28. En revanche, les dispositions de l’article L. 761-1 du code de justice administrative font obstacle à ce que soit mise à la charge de M. et Mme B, qui ne sont pas dans la présente instance la partie perdante, la somme demandée par le centre hospitalier d’Auch au titre des frais exposés par lui et non compris dans les dépens.
D É C I D E :
Article 1er : Le centre hospitalier d’Auch est condamné à verser à M. et Mme B la somme de 9 560 (neuf mille cinq-cent-soixante) euros.
Article 2 : Le centre hospitalier d’Auch est condamné à verser à la caisse primaire d’assurance maladie du Tarn la somme de 1 065,61 euros (mille soixante-cinq euros et soixante-et-un centimes) en remboursement de ses débours, cette somme portant intérêts au taux légal à compter du 12 mai 2022.
Article 3 : Le centre hospitalier d’Auch est condamné à verser à la caisse primaire d’assurance maladie du Tarn une somme de 355,20 euros (trois cent cinquante-cinq euros et vingt centimes) au titre de l’indemnité forfaitaire de gestion.
Article 4 : Les frais d’expertise, d’un montant de 750 (sept cent cinquante) euros, sont mis à la charge définitive du centre hospitalier d’Auch.
Article 5 : Le centre hospitalier d’Auch versera à M. et Mme B la somme de 1 500 (mille cinq cents) euros, et à la caisse primaire d’assurance maladie du Tarn une somme de 1 000 (mille) euros, sur le fondement de l’article L. 761-1 du code de justice administrative.
Article 6 : Les conclusions des parties sont rejetées pour le surplus.
Article 7 : La présente décision sera notifiée à M. et Mme A et F B, à la caisse primaire d’assurance maladie du Tarn, au centre hospitalier d’Auch, et à la société BPCE Assurances.
Copie en sera adressée au docteur D E, expert.

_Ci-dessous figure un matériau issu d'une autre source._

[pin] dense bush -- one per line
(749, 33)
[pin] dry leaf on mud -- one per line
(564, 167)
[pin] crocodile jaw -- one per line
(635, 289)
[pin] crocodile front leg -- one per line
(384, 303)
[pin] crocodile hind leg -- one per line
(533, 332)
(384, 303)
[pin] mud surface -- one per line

Délibéré après l’audience du 23 novembre 2023, à laquelle siégeaient :
Mme Sellès, présidente,
Mme Corthier, conseillère,
Mme Neumaier, conseillère.
Rendue publique par mise à disposition au greffe le 13 décembre 2023.
La rapporteure,
Signé
L. NEUMAIER La présidente,
Signé
M. SELLES
La greffière,
Signé
M. C
La République mande et ordonne au ministre de la santé et de la prévention en ce qui le concerne ou à tous commissaires de justice à ce requis en ce qui concerne les voies de droit commun contre les parties privées, de pourvoir à l’exécution de la présente décision.